Police compliticy in muslim extremism...
This is from the UK...but it appears the police at complicit in spreading hatred...
Police have been criticised for taking action against a television programme which exposed how some Islamic preachers use British mosques to spread a message of hatred and segregation.
Broadcasting watchdogs have cleared Channel 4 of wrongdoing over the controversial documentary about Muslim extremism.
The programme featured footage of preachers at a number of mosques, including one who praised the Taliban for murdering British soldiers.West Midlands police rejected calls to take action against the preachers for stirring up racial hatred – and turned on the film-makers.
Three months ago, the police, backed by the Crown Prosecution Service, made a formal complaint to Ofcom, alleging that the way 50 hours of videotape had been edited was 'distorted'.
But The Mail on Sunday has been told Ofcom has backed Channel 4's claim that the film was fair and has criticised the police response.
The programme, Undercover Mosque, broadcast in January, featured TV footage of an Islamic preacher praising the death of a British soldier.
At a meeting in a Birmingham mosque, the cleric said: "There was an individual killed in Afghanistan recently.
"Do you know what was written in a newspaper? Hero of Islam! The hero of Islam is the one who separated his head from his shoulders!"
Abu Usamah, a preacher at the Green Lane mosque in Birmingham, was secretly filmed saying:
"If I were to call homosexuals perverted, dirty, filthy, dogs who should be murdered, that is my freedom of speech isn't it?"
Mr Usamah later said the programme was a "poor attempt at fair journalism" and claimed his remark was "taken out of context – without any explanation".
Comments by other imams in the film were: "Take that homosexual man and throw him off the mountain", "those whom the wrath of Allah is upon, is the Jew and the Christian", and "it takes two witnesses of a woman to equal the one witness of the man".

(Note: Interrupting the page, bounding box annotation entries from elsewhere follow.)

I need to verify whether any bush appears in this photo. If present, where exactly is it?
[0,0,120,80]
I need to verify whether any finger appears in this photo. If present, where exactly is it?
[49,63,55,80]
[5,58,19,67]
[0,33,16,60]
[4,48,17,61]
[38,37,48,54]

Explaining the decision by West Midlands police to call for an Ofcom inquiry, Assistant Chief Constable Anil Patani said in August:
"As a result of our initial findings, the investigation was extended to include issues relating to the editing and portrayal of the documentary."The priority for police has been to investigate the documentary and its making with as much rigour as the extremism the programme sought to portray."